By Michael Dobell, CIO, Jam3
When the potential of a new technology starts to become evident, we as an industry seem to make the cognitive “skip to the end.” The natter on LinkedIn these past eight weeks began with doom and gloom for the creative profession as more and more sophisticated uses of Midjourney, Stable Diffusion, Dall-E, LaMDA and ChatGPT3 emerged.
It’s not at the purported “end game” where opportunity lies, but rather the middle. Most of us think in a binary way, fast-tracking to an end state that’s easy to envision while ignoring the messy middle that lies between. But in doing so, we neglect a good opportunity to assess and prepare for risks—much like the doomsday prepper who fails to consider how to build a better local community today.
A creative losing their job to an AI may be easy to envision and worry about, it’s not the likely outcome of these tools. Rather, the more complex questions about how we build, value and claim ownership of creative may prove more pernicious, and it’d behoove us to start asking them now as we pick up signals into our AI-assisted future. It’s the steps we take today, right out the gate, that will determine what that end state looks like—so we need to get them right. Let’s slow down, take stock, and think on how to build a brilliant future for the creative industry.
Glimpses of opportunity
In the twenty aughts and twenty teens, we developed some pretty magical new powers through a thing called “Search.” Over the decades we acquired a mechanical sympathy for the machine, able to pull precise bits of knowledge and integrate it into our creations, all without much knowledge of how it all worked. It was like when Bilbo found the ring: we quickly understood its power, but only over time came to realize the risks.
There’s a similar pattern today with large language models and AI image synthesis, though oh so much faster. Our studio ran a hackathon on the creative applications of Midjourney in November; just six weeks later, a creative lead developed a proposal using entirely AI-generated art and copy made more compelling with assistance from ChatGPT3. Our tech architects built a GPT3-powered Twitter bot for the FX series Atlanta just last month. And how about selfies from a time traveler synthesized from a whole suite of generative AI tools? That’s some great comedy right there.
Even people outside the creative space are jumping on these tools, not just for fun (“Rembrandt-style portrait of a shark riding a motorcycle, please…”) but to craft great sales emails (“Introductory email to a franchise restaurant owner sharing the features and benefits of our software booking solution, please…”).

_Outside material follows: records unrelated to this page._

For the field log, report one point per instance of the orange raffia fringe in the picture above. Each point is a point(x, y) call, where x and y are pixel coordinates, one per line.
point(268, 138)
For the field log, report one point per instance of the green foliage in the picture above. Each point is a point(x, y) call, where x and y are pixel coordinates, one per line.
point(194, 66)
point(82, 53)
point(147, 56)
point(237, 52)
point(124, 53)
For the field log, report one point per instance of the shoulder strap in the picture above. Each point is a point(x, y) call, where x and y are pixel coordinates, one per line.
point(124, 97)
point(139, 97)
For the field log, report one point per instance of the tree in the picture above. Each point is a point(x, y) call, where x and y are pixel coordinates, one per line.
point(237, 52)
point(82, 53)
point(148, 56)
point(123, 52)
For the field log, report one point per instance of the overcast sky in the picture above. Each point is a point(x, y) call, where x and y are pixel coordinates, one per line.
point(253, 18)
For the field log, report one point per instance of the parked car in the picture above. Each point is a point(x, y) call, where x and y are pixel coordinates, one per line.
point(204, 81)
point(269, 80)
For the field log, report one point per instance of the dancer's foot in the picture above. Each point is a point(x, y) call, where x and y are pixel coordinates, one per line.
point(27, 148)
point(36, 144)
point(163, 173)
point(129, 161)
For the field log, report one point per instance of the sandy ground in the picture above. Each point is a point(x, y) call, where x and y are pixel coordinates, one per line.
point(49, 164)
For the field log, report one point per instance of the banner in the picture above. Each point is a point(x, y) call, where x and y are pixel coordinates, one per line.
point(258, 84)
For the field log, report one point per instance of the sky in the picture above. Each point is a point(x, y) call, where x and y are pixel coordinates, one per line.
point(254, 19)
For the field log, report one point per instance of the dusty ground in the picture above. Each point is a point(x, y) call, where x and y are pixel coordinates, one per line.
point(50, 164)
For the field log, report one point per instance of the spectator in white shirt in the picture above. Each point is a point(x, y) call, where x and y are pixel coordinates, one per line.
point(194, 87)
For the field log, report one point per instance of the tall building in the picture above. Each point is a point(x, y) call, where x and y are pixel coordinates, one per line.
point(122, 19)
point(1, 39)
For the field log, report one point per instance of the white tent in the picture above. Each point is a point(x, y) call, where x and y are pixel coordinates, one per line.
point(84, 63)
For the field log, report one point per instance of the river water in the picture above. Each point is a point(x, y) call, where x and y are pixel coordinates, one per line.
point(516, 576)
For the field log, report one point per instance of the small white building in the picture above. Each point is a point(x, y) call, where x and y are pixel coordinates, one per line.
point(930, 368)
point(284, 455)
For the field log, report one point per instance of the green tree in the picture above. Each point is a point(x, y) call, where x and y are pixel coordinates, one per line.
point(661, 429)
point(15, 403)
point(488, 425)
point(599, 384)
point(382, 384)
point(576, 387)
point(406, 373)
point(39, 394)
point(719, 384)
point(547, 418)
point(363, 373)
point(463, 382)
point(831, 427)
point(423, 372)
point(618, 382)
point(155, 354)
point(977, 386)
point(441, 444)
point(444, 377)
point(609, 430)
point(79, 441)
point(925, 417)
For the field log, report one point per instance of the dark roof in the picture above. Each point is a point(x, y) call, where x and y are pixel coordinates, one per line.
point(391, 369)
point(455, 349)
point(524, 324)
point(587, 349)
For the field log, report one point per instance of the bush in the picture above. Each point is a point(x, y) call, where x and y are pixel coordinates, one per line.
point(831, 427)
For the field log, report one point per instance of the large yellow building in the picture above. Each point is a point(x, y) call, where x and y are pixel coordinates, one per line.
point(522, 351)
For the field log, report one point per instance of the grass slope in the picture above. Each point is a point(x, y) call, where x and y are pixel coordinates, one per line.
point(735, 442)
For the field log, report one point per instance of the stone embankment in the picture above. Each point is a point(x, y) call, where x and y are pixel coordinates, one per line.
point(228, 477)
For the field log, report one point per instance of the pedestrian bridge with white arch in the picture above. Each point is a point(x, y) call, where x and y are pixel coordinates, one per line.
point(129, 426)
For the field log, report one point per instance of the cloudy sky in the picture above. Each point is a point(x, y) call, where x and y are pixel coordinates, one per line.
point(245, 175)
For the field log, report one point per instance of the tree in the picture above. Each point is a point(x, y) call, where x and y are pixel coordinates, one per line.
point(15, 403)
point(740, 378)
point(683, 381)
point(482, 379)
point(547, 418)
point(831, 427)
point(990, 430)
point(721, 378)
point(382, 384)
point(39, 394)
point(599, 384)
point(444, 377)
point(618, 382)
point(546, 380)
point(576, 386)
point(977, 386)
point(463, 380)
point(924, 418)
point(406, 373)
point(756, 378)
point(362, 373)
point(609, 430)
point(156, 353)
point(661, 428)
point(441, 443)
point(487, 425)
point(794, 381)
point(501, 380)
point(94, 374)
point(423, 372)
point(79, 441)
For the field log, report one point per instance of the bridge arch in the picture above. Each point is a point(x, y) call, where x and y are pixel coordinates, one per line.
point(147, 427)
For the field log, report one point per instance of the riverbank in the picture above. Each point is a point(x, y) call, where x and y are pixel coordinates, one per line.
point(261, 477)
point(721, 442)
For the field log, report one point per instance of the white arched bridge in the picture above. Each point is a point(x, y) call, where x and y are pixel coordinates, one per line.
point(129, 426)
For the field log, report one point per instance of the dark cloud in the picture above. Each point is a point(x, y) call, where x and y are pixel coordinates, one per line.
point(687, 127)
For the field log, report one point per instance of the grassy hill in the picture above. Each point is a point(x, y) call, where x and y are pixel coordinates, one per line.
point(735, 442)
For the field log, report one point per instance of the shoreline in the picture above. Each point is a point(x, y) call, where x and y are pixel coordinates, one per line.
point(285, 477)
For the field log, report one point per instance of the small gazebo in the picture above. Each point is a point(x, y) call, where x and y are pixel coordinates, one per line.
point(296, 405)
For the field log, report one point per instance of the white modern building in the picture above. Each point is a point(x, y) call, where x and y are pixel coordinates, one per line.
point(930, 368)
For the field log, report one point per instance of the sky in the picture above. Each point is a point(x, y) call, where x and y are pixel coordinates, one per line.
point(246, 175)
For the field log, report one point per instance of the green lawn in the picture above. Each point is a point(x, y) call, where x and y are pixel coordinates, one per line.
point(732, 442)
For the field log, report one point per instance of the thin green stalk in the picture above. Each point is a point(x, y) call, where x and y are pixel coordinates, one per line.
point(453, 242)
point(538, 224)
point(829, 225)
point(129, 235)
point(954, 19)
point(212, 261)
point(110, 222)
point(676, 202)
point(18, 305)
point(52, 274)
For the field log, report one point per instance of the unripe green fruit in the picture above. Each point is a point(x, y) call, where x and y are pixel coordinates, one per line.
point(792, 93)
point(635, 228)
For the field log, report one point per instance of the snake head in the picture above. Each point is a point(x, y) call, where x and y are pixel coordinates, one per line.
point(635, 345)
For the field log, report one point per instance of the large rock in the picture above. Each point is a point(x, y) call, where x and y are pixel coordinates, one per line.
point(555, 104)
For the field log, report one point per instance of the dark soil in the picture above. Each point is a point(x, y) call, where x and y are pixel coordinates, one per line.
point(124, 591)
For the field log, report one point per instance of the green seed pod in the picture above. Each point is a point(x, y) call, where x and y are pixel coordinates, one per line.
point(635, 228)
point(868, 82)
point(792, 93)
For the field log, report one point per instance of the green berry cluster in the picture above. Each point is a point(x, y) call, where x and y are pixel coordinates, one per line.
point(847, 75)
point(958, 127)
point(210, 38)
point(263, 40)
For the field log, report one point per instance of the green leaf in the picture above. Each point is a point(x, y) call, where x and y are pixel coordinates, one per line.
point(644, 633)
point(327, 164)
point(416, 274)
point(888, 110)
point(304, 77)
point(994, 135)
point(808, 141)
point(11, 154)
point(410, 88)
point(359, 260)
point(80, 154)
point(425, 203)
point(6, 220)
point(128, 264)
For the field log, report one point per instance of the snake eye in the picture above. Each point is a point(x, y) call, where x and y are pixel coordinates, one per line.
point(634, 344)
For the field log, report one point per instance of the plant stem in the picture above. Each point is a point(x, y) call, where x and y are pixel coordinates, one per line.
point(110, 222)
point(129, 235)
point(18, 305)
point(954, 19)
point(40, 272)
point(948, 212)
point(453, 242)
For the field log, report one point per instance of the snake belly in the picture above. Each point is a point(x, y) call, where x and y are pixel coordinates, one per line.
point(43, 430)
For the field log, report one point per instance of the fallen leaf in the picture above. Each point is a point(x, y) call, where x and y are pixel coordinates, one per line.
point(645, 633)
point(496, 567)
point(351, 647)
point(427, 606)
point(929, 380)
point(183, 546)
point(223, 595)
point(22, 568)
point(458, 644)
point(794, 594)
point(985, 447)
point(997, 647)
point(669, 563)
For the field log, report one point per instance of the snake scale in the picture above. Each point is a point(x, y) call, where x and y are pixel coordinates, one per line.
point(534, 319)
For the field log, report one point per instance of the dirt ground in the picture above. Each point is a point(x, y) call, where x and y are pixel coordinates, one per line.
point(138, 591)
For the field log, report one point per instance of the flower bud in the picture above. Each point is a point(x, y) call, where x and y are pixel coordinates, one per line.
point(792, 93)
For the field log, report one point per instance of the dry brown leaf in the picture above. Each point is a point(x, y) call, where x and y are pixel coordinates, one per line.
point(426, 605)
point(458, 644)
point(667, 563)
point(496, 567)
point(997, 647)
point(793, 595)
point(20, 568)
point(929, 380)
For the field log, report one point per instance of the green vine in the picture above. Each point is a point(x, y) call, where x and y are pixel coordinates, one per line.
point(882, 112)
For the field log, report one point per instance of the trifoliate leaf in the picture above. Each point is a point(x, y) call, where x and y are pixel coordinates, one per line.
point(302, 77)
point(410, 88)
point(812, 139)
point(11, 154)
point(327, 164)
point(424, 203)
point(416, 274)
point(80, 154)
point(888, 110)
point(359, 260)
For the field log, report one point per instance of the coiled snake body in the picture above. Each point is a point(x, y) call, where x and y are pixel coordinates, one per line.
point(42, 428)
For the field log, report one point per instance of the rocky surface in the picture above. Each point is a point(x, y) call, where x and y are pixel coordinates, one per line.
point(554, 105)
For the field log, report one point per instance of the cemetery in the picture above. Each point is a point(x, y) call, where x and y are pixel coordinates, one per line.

With the general population now using these tools and supporting services like Prompt Hero, mechanical sympathy for these tools is quickly emerging.
We’re also learning in glimpses of bizarre new economies. DoNotPay’s GPT3-powered bot will negotiate a better rate on your Comcast bill (and maybe exaggerate the severity of connectivity issues), suggesting a future where bot armies duke it out. But is there value creation here, or just sand in the gears? To move towards an answer, I’d like to look into a very near, possible future of what the creative process will look like when augmented by AI.
Glimpses at risk
Sammy, a freelancer working on a project for a startup client, boots up a blank Figma file. They begin making initial logo sketches, and after days of ideas bumping in their brain, it’s almost a relief to get them out. Logo Hero, a generative AI, offers variations that are helpful, sometimes brilliant, often crap, and easily excluded. From a small selection, Sammy requests new variants. The dumb brilliance of the machine—they riff together a while longer. Sammy sometimes wonders, “Who’s leading who?” But it doesn’t really matter.
Narrowing the field to a few versions for tomorrow’s client call, Sammy selects their favorites and inputs a verbal directional prompt into Tagliner, a tagline-generating tool. But only the lines with the lowest license fees will be okay with this client. Sammy knots their brow at the realization: all the best taglines and logos were already generated and trademarked en masse by Madison Avenue’s bot armies—hundreds of millions of assets and copy locked away behind one heck of a licensing fee. It’s the classic patent troll playbook, now amplified by AI snapping up IP in seconds. And it’s been like this ever since the removal of barriers to creative at scale.
To glimpse at the future, reflect on the now
In this possible future, the danger isn’t that AI took away anyone’s job. Rather, our 20th-century legal models and regulations haven’t adapted nearly as fast as the ability to generate and copyright infinite creative material. So, while it’s tempting to skip to the potential end state of a new technology and the new problems they may bring to the table, it’s worth taking a step back to consider how they’re more likely to amplify today’s existing ones. The good thing? There’s still time to solve them—so let’s get to work now.